Understanding the PURL Specification (Package URL)

The Package URL (PURL) specification is an open standard for uniquely identifying software packages across different ecosystems. It was created in 2017 by Philippe Ombredanne, an open source tooling maintainer who needed a better way to standardize references to software packages.

A PURL is a specially formatted URL that describes a software package's location or identity in a package registry. It encodes the package type (e.g. npm, Maven, PyPI), the name (and optional group or namespace), version, and other qualifiers in a single string.

PURL's purpose is to provide a simple, universal identifier for software components, making it easy to track and share what components are in your software. Although PURL has several important use cases, the combination of its universal properties and machine-readability in particular have made it an essential part of enabling the modern SBOM landscape.

In this blog, we'll explain in more depth how PURL works (including differences in different ecosystems), how it’s used in SBOMs, how it compares to CPE and other component identifiers, and more.

How PURL Works

A Package URL is structured similarly to a web URL, with multiple components separated by specific symbols. The general syntax is:

pkg:<type>/
    <namespace>/
    <name>@<version>
    ?<qualifiers>#<subpath>

Each part of this string has a specific meaning, which we'll outline below; you can also reference the PURL Spec’s GitHub README and PURL Types page for additional context.

Required Fields

scheme: The scheme is always pkg, indicating a package URL (just like http or https in web URLs). This constant prefix helps tools recognize a PURL immediately.
type: The package type or ecosystem, such as npm, maven, pypi, nuget, gem (RubyGems), etc.
name: The name of the package (artifact or module name).

Optional Fields

namespace: An optional namespace or group for the package, which is specific to the ecosystem. For example, in Maven, this would be the groupId (org.apache.logging.log4j), in Docker it might be an image owner, or in GitHub it could be an organization/user. Not all ecosystems have namespaces.
version: The version of the package (if applicable). Not all PURLs include a version (e.g. if you want to refer to a package in general), but typically an SBOM or vulnerability reference will include a specific version here.
qualifiers: Additional key-value pairs to further qualify the package, prefixed by ? and separated by &. Qualifiers are optional and depend on the package type.
subpath: An optional subpath within the package, appended after a #. This can point to a specific file or directory inside the package. It's used when you need to reference a particular piece of a package's content.

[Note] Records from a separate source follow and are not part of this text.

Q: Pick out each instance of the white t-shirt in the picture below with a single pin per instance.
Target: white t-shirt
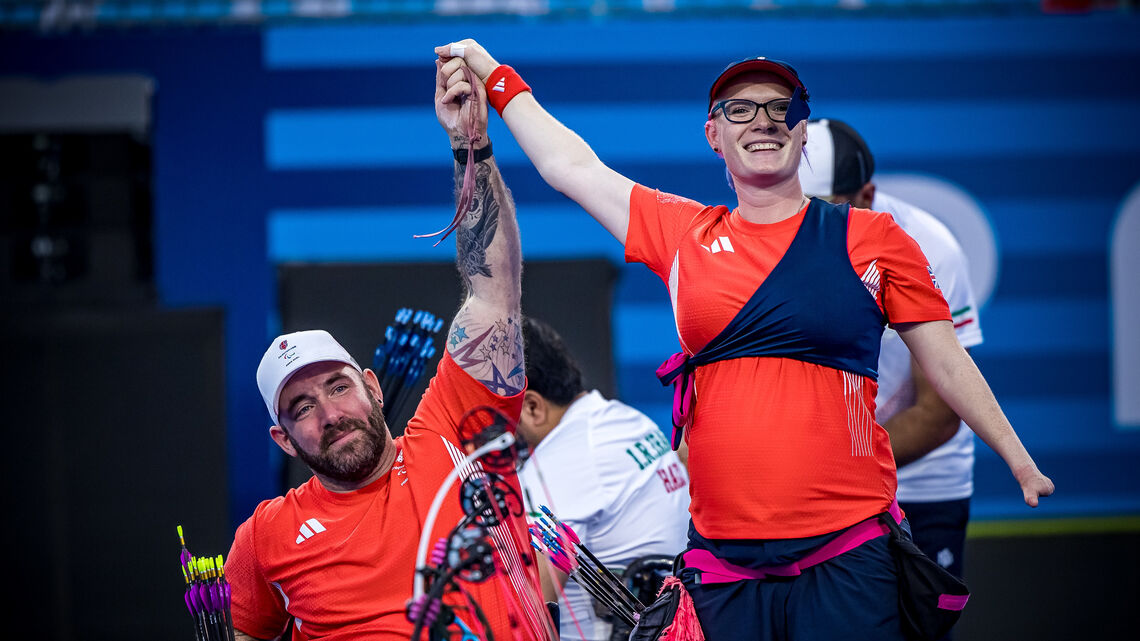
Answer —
(945, 473)
(609, 472)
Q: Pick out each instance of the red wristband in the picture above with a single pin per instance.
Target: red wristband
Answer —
(503, 84)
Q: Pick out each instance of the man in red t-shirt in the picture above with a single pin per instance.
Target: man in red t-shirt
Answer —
(339, 554)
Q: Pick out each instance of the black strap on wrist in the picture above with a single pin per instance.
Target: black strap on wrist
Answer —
(461, 155)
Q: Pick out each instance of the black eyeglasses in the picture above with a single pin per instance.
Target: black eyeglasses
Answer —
(742, 110)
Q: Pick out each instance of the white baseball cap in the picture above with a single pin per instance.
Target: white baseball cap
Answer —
(838, 160)
(288, 354)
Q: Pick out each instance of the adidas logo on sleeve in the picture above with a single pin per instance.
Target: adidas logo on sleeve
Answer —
(309, 529)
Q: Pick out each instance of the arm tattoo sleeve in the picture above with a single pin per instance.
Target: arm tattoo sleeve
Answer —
(486, 338)
(478, 228)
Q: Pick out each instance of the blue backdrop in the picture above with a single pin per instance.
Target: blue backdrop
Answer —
(318, 143)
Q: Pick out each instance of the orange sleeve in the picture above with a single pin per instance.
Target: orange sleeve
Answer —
(450, 395)
(910, 292)
(657, 221)
(258, 609)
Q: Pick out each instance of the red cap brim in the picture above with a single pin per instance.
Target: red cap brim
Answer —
(768, 65)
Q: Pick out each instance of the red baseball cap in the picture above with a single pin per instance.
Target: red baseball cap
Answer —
(779, 67)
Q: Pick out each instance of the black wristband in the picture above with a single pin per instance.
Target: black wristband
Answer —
(461, 155)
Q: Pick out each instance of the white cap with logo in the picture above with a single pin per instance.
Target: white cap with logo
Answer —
(291, 353)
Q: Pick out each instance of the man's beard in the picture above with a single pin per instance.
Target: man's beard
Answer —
(355, 461)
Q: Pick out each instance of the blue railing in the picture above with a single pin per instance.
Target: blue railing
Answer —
(55, 15)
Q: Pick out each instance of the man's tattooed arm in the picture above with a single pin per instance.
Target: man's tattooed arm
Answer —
(486, 338)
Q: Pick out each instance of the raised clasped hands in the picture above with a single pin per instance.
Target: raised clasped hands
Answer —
(461, 116)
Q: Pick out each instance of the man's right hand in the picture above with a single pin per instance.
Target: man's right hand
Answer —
(473, 55)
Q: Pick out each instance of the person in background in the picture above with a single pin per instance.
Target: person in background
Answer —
(933, 447)
(602, 467)
(338, 554)
(780, 305)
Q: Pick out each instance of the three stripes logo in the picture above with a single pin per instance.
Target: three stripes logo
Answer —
(309, 529)
(722, 244)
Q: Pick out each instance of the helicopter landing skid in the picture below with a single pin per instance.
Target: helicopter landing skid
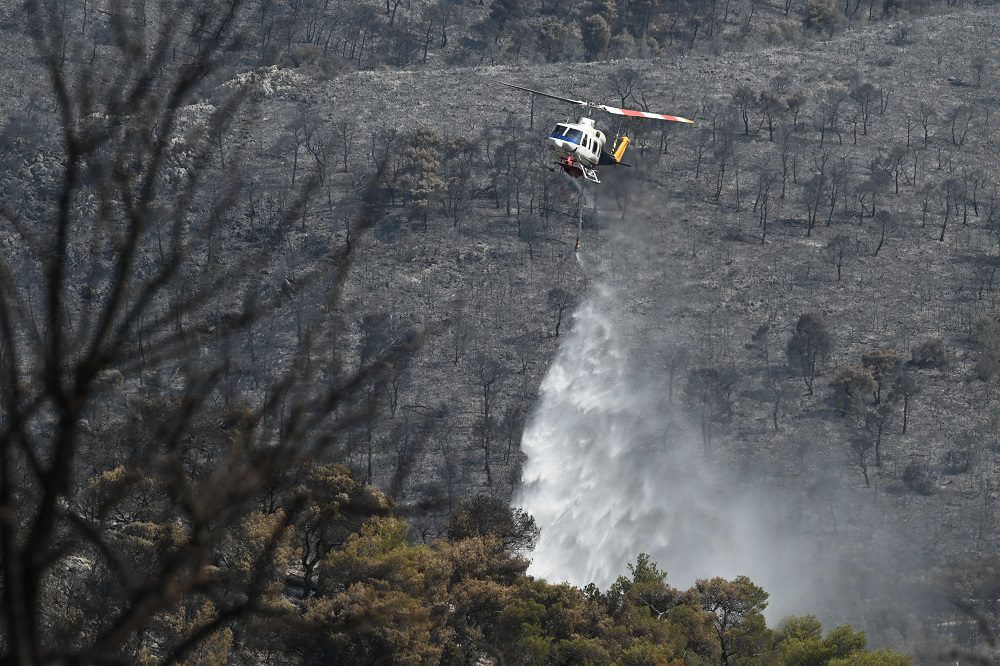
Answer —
(576, 170)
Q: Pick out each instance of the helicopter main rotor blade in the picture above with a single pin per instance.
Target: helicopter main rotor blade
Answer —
(539, 92)
(643, 114)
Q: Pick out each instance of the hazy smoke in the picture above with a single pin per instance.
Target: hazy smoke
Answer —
(613, 469)
(611, 472)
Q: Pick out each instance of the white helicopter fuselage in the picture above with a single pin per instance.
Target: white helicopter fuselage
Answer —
(579, 141)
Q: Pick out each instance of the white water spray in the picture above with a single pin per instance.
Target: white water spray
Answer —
(612, 471)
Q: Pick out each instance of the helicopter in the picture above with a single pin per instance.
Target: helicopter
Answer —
(580, 147)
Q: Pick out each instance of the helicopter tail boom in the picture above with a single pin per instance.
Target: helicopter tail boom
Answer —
(620, 148)
(645, 114)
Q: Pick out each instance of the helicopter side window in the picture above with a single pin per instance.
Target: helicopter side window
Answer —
(574, 136)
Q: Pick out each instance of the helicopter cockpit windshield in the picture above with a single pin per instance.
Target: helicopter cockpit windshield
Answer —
(568, 134)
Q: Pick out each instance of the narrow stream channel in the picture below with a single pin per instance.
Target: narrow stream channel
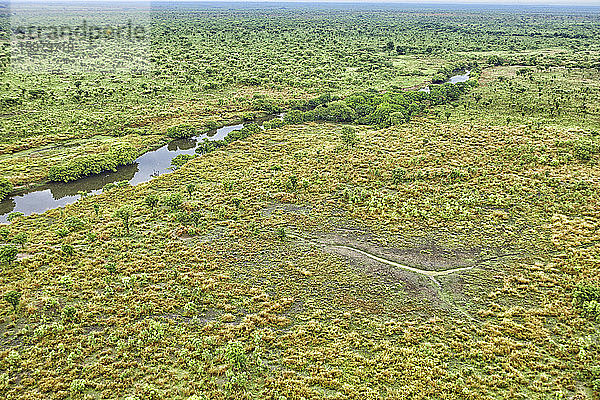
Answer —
(146, 167)
(462, 77)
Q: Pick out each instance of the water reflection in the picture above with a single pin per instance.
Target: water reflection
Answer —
(145, 167)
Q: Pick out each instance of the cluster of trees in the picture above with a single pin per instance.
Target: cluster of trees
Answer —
(93, 164)
(380, 109)
(210, 145)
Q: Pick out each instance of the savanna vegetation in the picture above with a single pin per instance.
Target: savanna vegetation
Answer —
(373, 241)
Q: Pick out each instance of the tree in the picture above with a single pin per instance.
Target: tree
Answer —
(20, 238)
(151, 201)
(8, 254)
(190, 188)
(349, 137)
(173, 201)
(13, 298)
(5, 188)
(124, 213)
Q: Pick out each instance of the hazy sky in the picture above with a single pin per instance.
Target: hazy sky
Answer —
(456, 2)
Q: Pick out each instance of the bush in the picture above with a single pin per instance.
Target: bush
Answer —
(124, 213)
(181, 131)
(73, 223)
(93, 164)
(587, 299)
(181, 159)
(5, 188)
(293, 117)
(173, 201)
(14, 215)
(151, 201)
(349, 137)
(13, 298)
(8, 254)
(67, 250)
(236, 355)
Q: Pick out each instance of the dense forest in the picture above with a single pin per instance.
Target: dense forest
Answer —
(299, 201)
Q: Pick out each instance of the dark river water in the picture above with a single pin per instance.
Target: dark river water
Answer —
(147, 166)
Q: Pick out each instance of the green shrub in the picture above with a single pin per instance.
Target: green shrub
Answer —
(181, 159)
(13, 298)
(173, 201)
(5, 188)
(236, 355)
(69, 313)
(67, 250)
(93, 164)
(349, 137)
(8, 254)
(4, 233)
(14, 215)
(20, 239)
(181, 131)
(124, 214)
(587, 299)
(293, 117)
(73, 223)
(151, 201)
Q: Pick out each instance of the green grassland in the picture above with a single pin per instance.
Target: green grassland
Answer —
(304, 262)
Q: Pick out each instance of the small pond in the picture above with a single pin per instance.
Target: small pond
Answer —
(145, 167)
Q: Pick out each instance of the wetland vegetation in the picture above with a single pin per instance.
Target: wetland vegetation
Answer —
(275, 208)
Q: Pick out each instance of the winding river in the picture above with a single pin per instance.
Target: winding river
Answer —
(151, 164)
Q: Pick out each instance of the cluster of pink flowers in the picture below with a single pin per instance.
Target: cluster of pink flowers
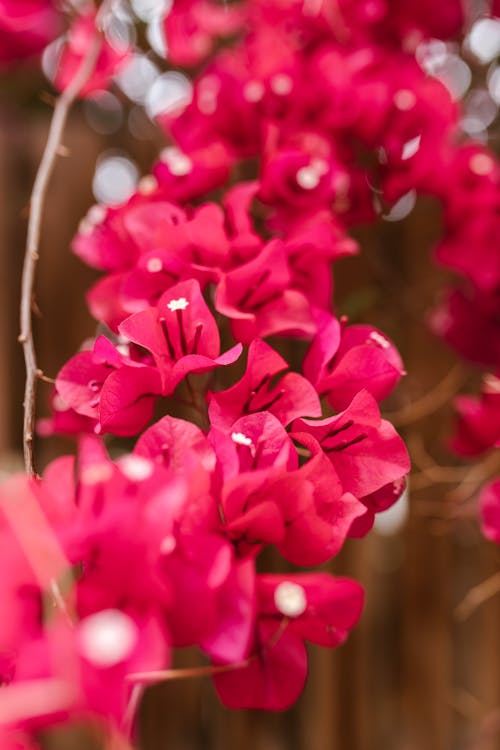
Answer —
(112, 564)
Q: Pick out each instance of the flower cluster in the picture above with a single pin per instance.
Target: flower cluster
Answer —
(292, 131)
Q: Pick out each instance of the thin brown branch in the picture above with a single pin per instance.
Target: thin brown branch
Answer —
(477, 596)
(37, 201)
(150, 678)
(162, 675)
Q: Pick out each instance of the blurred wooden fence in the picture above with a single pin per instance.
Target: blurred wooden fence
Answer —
(411, 677)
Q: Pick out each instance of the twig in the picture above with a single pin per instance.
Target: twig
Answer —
(31, 256)
(150, 678)
(477, 596)
(162, 675)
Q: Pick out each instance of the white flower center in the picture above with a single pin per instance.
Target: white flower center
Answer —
(108, 637)
(168, 545)
(253, 91)
(281, 84)
(136, 468)
(147, 185)
(411, 147)
(154, 265)
(178, 304)
(481, 164)
(290, 599)
(404, 99)
(308, 177)
(377, 338)
(178, 163)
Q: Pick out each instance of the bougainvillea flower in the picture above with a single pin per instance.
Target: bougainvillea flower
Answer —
(245, 241)
(274, 675)
(257, 299)
(181, 334)
(257, 441)
(292, 608)
(229, 640)
(267, 385)
(184, 176)
(377, 502)
(112, 57)
(109, 387)
(318, 513)
(365, 450)
(192, 26)
(489, 504)
(26, 26)
(342, 360)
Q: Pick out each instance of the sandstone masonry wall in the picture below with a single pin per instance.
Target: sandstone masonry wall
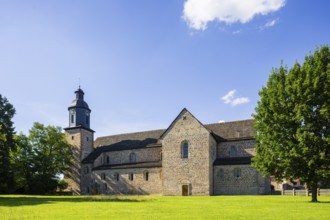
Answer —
(193, 171)
(122, 157)
(105, 181)
(244, 148)
(250, 181)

It's important to note that while the above fields are optional when determining whether a PURL is valid, in practice, they play very important roles in making it possible to uniquely identify a package. Specifically, namespace and version are important for all ecosystems, and qualifier and subpath are important in particular for Linux ecosystems.

To help bring everything together, let's consider an example PURL for a Maven Central artifact:

pkg:maven/
    org.apache.logging.log4j/
    log4j-core@2.14.1

This identifies the Apache Log4j Core library version 2.14.1 from the Maven ecosystem (groupId org.apache.logging.log4j, artifactId log4j-core).

PURL Ecosystem Coverage

PURL supports a broad array of programming language ecosystems and package managers out of the box. Common types include npm (Node.js/JavaScript packages), pypi (Python packages), maven (Java artifacts), nuget (.NET packages), gem (Ruby Gems), golang (Go modules), cargo (Rust crates), docker (container images), and system packages like deb (Debian/Ubuntu) or rpm (Fedora/RedHat).

Each type definition specifies how to interpret the namespace and qualifiers for that ecosystem. For instance, Docker PURLs use the image name as the name and tag or digest as the version (e.g. pkg:docker/nginx@1.21.0 or by digest), and may use a qualifier for the registry URL.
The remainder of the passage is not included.